Lux Deluxe As All Signs Point Up


     The Luxembourg-based all cargo airline reports revenues of 1.4 billion USD for 2005–an increase of 18 percent compared to the previous year.
     “We’ve offered the market an additional capacity of 18 percent last year which we were able to completely sell to our customers,” reports Uli Ogiermann, German-born helm of Cargolux (CV), during a recent meeting in Hamburg, Germany.
     Expected Cargolux profit of something between 58 to 60 million USD trails 2004’s result by about 20 million US dollars.
     Exact figures for fiscal 2005 will be presented later in Spring ‘06 during the carrier’s annual conference in Luxemburg.
     Main reason for the profit decline is the high soaring fuel price, says Ogiermann.
     “We had to pay an additional 170 million USD last year on kerosene.”
     Presently the freight carrier’s fleet comprises 14 Boeing 747-400F, which average an age of six years.
     Freighter number fifteen, which is a converted pax aircraft of Korean’s Asiana and the first ex-passenger plane CV has ever purchased, will join the fleet at the end of this year.
     Since the carrier wants to keep outpacing the market in the years to come with continuous double-digit growth rates annually, Ogiermann revealed plans to phase in two additional B747-400Fs until 2009.
     By then the world’s eighth biggest cargo airline will receive its first B747-8F out of a total order of ten plus ten options for this brand new freight plane Boeing is offering the market.
     “We are the launch customer of this aircraft. “That’s why we were able to influence the shaping and the performance of the B747-8F according to our specific needs, after we finally had convinced Boeing to build the freighter,” the CEO says.
     The aircraft, which can carry up to 140 tons, will lift the overall capacity of CV dramatically while decreasing fuel costs, since it consumes 17 percent less compared to the -400F.
     “We also considered buying the A380F, but after thorough investigations we decided to place the Boeing order, mainly due to economic reasons,” explained Ogiermann.
     In fact CV is serving quite a lot of airports worldwide that lack the necessary infrastructure and are not compatible for the A380F, such as Petrolina/Brazil, Kinshasa/Congo and Latacunga/Ecuador.
     “We would love to have a mixed fleet of Boeing and Airbus freighters to serve trunk routes as well as secondary lanes, but unfortunately we cannot afford to finance this venture.”

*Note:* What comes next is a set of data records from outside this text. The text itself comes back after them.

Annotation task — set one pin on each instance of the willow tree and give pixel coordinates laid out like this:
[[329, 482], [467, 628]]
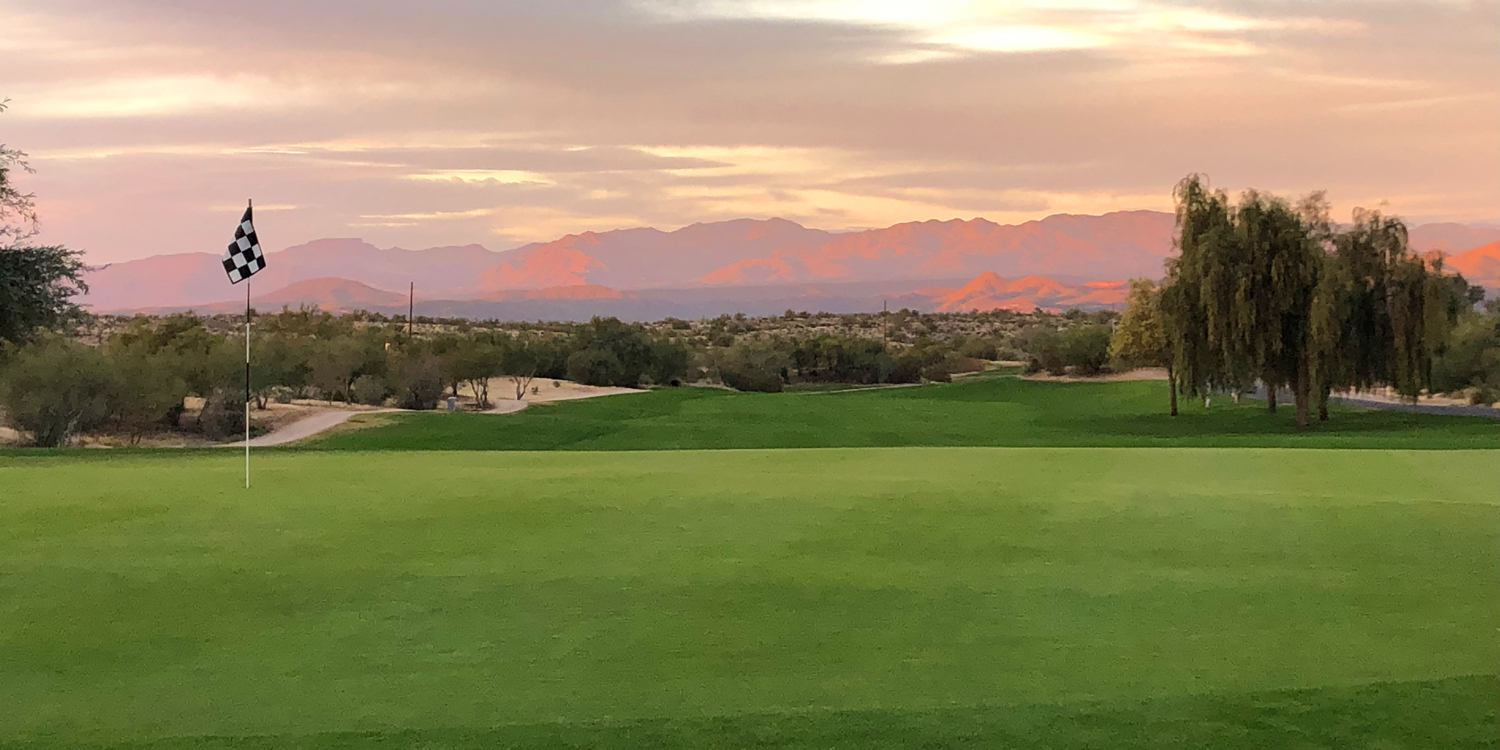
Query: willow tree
[[1277, 272], [1371, 251], [1190, 302], [1140, 339]]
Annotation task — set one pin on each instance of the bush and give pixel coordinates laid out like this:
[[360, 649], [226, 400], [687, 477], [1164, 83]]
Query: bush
[[369, 390], [420, 381], [1044, 350], [596, 368], [1086, 348], [753, 368], [56, 389], [222, 414], [144, 392], [908, 368]]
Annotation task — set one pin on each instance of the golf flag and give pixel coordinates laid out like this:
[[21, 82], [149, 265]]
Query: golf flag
[[243, 257]]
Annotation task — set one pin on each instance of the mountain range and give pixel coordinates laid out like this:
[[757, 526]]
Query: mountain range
[[708, 269]]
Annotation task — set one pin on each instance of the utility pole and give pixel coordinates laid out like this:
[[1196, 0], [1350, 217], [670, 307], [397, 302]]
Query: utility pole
[[885, 323]]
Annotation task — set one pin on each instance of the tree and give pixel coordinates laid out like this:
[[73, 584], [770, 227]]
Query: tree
[[669, 362], [596, 366], [1044, 345], [752, 366], [144, 392], [620, 353], [419, 378], [1086, 348], [1271, 315], [1196, 317], [521, 363], [54, 389], [36, 282], [1139, 339]]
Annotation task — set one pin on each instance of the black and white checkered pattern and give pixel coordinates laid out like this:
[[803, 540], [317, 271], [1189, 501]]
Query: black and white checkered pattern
[[243, 257]]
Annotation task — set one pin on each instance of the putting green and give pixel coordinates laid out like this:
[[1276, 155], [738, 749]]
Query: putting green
[[752, 597]]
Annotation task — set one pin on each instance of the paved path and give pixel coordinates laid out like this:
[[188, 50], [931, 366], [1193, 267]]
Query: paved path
[[324, 420], [1419, 408], [305, 428], [1460, 410]]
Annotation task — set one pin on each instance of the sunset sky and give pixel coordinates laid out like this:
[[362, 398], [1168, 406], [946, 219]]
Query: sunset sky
[[452, 122]]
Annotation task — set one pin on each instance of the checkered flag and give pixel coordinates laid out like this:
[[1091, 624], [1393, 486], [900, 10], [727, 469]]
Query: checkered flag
[[243, 257]]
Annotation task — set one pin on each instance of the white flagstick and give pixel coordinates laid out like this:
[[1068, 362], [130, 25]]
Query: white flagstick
[[246, 383], [248, 375]]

     According to Ogiermann the political tendency to increasingly impose night flight bans on European airports is a big mistake.
     Compared to China and the Far East with rapid airport expansion programs, shutting down of European airports during the night hours is a growing competitive disadvantage and high obstacle for European carriers.
     “Because of the curfew at Luxembourg airport between midnight and six o’clock in the morning we have to store some of our freighters for hours in the Middle East before they can depart to Luxembourg-Findel.”
     This happens to be extremely unproductive and thus costly.
     One possibility to circumvent this problem is to build regional sub-hubs at places with a high throughput of airfreight, like CV did at Milan’s Malpensa airport.
     As far as the ownership structure is concerned Ogiermann pointed out that there are “at least ten candidates worldwide” to acquire the stake of 33.7% formerly held by bankrupt Swiss SAir Lines (Swissair), which has been bought back by financial investors in Luxembourg.
     “We are evaluating the market to see which applicant fits our needs and which doesn’t,” says Ogiermann.
     This decision will take time and not be completed within the next months.